THE HAGUE The Yugoslav war-crimes tribunal sentenced the former chief of the Yugoslav army to 27 years imprisonment Tuesday for providing crucial military aid to Bosnian Serb forces responsible for the Srebrenica massacre and for a deadly four-year campaign of shelling and sniping in Sarajevo.

The case against Gen. Momcilo Perisic was the first time the U.N. court convicted a civilian or military officer from Yugoslavia of war crimes in Bosnia. It also underscored the Yugoslav army’s far-reaching support for Serb rebels in both Bosnia and Croatia who committed the worst atrocities of the Balkan conflicts in the early 1990s.

The link between the disintegrating Yugoslav federation and Serb forces in the breakaway republics has been a matter of dispute and was the keystone of the trial in The Hague of Yugoslav President Slobodan Milosevic. But that trial ended without a conclusion when Milosevic died in his cell in 2006 of a heart attack.

The former Yugoslavia is now divided into independent states that include Serbia, Bosnia and Croatia.

Perisic is a former Milosevic ally who remained Serbia’s military chief until 2008 - three years after the Bosnian and Croatian wars ended. He turned against the dictator after the Bosnian war and warned Milosevic’s regime against fomenting conflict in Kosovo, where fighting erupted after he left his post.

The U.N. judges convicted Perisic on charges of providing officers, troops, ammunition and logistical support to the rebel Serbs in Bosnia and Croatia, but acquitted him on allegations that he was directly responsible as a superior officer to the Bosnian Serbs commanded by Gen. Ratko Mladic.

Presiding Judge Bakone Moloto said evidence reflected Perisic’s “inability to impose binding orders on Gen. Mladic … who maintained a measure of independence throughout the war.”

Mladic was caught and transferred in May to The Hague for trial after 16 years as one of the tribunal’s most wanted fugitives.
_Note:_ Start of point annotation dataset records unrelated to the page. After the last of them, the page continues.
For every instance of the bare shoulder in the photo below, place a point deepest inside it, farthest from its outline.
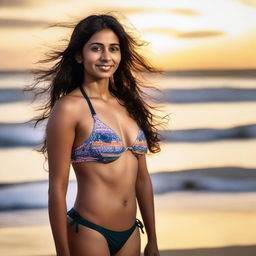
(64, 111)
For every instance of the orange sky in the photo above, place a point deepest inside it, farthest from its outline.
(191, 34)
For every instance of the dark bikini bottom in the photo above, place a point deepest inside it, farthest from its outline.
(115, 239)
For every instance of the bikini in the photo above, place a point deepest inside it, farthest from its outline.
(105, 146)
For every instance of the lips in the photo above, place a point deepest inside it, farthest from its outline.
(104, 67)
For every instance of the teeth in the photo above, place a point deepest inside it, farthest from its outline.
(105, 67)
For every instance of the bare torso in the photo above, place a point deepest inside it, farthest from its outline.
(106, 192)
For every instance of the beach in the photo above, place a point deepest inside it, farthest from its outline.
(191, 223)
(204, 178)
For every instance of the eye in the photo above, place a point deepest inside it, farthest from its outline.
(114, 48)
(95, 48)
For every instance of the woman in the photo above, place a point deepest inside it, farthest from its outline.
(99, 122)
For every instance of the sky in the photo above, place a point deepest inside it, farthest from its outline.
(181, 34)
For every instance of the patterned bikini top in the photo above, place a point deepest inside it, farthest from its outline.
(103, 144)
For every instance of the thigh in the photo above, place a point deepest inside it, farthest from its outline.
(132, 245)
(87, 242)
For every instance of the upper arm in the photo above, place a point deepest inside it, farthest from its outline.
(60, 133)
(142, 174)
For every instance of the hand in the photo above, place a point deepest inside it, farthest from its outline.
(151, 249)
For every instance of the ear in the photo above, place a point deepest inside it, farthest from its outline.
(78, 58)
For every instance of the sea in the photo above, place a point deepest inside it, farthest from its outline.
(209, 144)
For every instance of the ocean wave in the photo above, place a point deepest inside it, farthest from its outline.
(24, 134)
(34, 195)
(193, 95)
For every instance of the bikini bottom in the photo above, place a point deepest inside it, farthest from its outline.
(115, 239)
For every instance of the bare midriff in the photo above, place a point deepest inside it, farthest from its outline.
(106, 192)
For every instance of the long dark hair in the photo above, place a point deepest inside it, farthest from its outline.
(66, 74)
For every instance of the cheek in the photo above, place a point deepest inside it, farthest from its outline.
(118, 58)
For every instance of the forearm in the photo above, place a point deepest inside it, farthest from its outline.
(144, 193)
(58, 220)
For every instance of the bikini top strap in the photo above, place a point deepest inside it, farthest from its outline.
(88, 100)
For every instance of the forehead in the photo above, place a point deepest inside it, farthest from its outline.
(105, 36)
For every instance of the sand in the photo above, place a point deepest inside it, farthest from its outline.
(188, 223)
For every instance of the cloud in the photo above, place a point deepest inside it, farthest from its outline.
(14, 3)
(21, 23)
(185, 12)
(199, 33)
(26, 3)
(247, 2)
(185, 34)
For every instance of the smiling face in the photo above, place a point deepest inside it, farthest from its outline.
(100, 55)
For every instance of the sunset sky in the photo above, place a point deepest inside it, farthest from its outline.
(192, 34)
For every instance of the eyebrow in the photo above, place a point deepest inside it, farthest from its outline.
(103, 44)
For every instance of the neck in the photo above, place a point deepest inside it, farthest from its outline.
(97, 88)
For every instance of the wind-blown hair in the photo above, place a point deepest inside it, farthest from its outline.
(66, 74)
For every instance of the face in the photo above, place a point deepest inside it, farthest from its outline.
(101, 55)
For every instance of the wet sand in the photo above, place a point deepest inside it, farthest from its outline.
(188, 223)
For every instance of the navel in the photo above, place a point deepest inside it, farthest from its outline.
(125, 202)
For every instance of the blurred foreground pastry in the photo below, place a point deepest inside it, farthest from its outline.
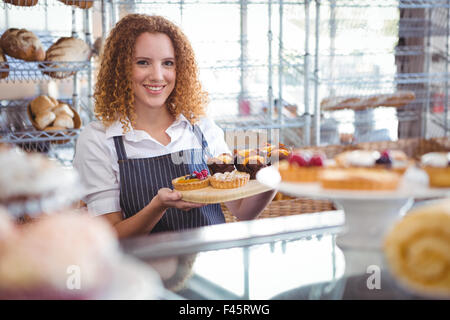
(41, 260)
(417, 250)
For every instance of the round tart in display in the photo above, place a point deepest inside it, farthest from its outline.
(301, 166)
(417, 250)
(437, 167)
(392, 160)
(229, 180)
(358, 179)
(194, 181)
(222, 163)
(250, 162)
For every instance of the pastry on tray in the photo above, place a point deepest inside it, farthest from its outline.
(194, 181)
(301, 166)
(229, 180)
(222, 163)
(393, 160)
(437, 166)
(359, 179)
(417, 250)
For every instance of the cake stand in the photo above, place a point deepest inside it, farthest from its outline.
(368, 214)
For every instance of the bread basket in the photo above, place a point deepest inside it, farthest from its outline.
(56, 134)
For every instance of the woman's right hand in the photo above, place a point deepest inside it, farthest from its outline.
(169, 198)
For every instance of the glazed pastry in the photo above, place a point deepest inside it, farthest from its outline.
(417, 250)
(222, 163)
(359, 179)
(437, 167)
(394, 160)
(194, 181)
(301, 166)
(229, 180)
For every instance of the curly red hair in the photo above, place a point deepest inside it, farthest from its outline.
(114, 96)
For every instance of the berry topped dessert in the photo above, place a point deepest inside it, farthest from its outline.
(275, 153)
(437, 166)
(196, 180)
(222, 163)
(302, 166)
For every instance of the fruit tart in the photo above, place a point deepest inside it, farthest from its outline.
(391, 160)
(302, 166)
(194, 181)
(222, 163)
(437, 167)
(359, 179)
(229, 180)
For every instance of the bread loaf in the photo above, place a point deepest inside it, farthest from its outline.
(63, 108)
(44, 119)
(22, 3)
(66, 49)
(41, 104)
(22, 44)
(78, 3)
(3, 65)
(64, 120)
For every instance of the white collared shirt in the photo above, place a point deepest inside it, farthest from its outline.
(96, 158)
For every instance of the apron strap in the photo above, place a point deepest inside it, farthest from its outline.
(120, 148)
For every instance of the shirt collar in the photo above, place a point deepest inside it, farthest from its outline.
(116, 129)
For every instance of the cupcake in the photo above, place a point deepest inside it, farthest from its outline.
(437, 167)
(222, 163)
(38, 259)
(193, 181)
(301, 166)
(229, 180)
(30, 183)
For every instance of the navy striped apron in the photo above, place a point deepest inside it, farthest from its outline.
(140, 180)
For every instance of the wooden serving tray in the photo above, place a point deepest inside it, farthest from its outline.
(213, 195)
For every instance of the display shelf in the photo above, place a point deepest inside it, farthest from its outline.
(16, 127)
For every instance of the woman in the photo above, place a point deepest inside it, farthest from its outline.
(150, 105)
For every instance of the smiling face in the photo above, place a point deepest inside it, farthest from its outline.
(153, 71)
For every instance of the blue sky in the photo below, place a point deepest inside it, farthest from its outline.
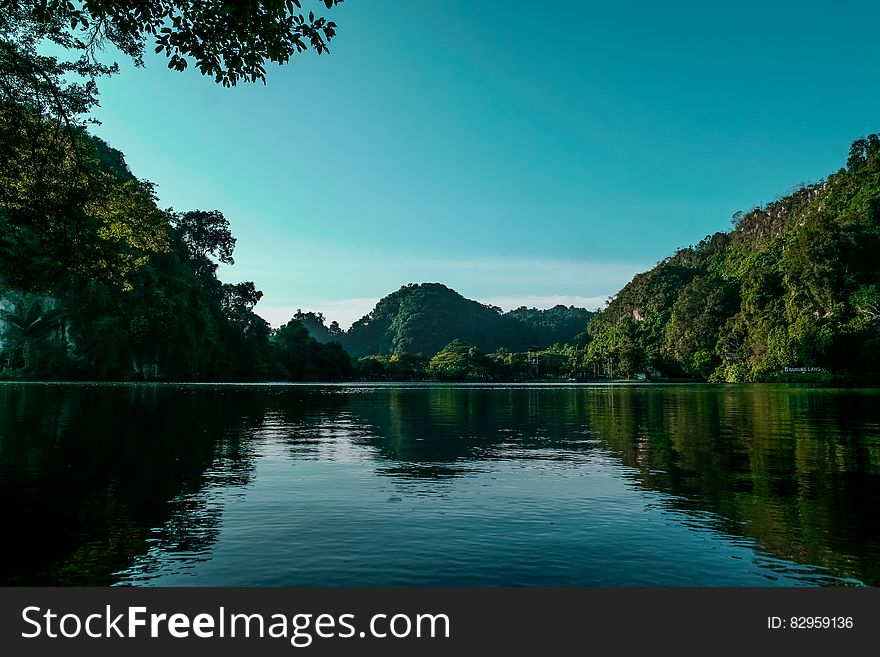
(520, 153)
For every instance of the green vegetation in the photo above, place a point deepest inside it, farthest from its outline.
(421, 319)
(96, 281)
(793, 285)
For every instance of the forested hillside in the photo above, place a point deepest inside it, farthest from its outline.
(796, 284)
(421, 319)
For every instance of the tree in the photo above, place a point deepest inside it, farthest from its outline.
(230, 41)
(205, 234)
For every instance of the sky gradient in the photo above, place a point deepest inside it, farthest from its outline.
(522, 154)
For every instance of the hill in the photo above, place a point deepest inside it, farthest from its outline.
(795, 284)
(421, 319)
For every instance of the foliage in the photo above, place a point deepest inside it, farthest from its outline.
(794, 285)
(420, 319)
(229, 41)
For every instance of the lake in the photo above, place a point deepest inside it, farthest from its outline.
(421, 484)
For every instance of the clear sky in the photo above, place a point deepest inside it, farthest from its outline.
(521, 153)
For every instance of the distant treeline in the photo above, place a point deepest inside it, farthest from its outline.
(795, 284)
(97, 282)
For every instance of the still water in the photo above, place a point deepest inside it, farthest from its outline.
(505, 485)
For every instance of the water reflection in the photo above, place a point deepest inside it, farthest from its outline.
(502, 484)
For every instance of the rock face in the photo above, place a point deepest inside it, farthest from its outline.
(421, 319)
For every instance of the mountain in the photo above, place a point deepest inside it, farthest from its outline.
(557, 325)
(795, 284)
(421, 319)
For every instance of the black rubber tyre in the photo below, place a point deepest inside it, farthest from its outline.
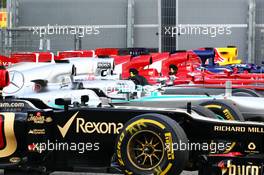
(245, 93)
(152, 135)
(226, 110)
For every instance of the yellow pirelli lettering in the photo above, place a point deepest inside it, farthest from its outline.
(134, 127)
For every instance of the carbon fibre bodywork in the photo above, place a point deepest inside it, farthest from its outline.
(93, 132)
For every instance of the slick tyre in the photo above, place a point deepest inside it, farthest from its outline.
(245, 93)
(224, 110)
(146, 146)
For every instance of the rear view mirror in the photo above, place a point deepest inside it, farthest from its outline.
(64, 102)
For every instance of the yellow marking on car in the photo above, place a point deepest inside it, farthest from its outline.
(11, 142)
(170, 151)
(213, 106)
(167, 169)
(142, 123)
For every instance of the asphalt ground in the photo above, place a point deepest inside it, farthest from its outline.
(67, 173)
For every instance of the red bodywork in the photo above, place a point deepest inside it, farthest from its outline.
(4, 78)
(72, 54)
(187, 63)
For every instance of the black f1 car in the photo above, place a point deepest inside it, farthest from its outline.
(35, 139)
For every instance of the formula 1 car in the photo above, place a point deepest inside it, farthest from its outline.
(22, 75)
(36, 139)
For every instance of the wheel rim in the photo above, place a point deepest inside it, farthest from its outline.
(145, 150)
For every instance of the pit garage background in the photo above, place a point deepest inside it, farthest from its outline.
(135, 23)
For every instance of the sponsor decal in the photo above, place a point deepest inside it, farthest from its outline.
(11, 105)
(15, 159)
(88, 127)
(232, 169)
(37, 131)
(39, 119)
(97, 127)
(251, 146)
(239, 129)
(102, 65)
(119, 152)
He faces genocide charges for allegedly masterminding ethnic cleansing campaigns and the massacre in 2005 of 8,000 Muslim men in the U.N.-protected Srebrenica enclave, Europe’s worst massacre since World War II.

The judges said Perisic “knew that it was highly probable” Bosnian Serbs would kill, abuse and expel Bosnian Muslims after seizing control of Srebrenica, but that he could not “reasonably have foreseen” the extent of the massacre and acquitted him of aiding and abetting extermination in the enclave.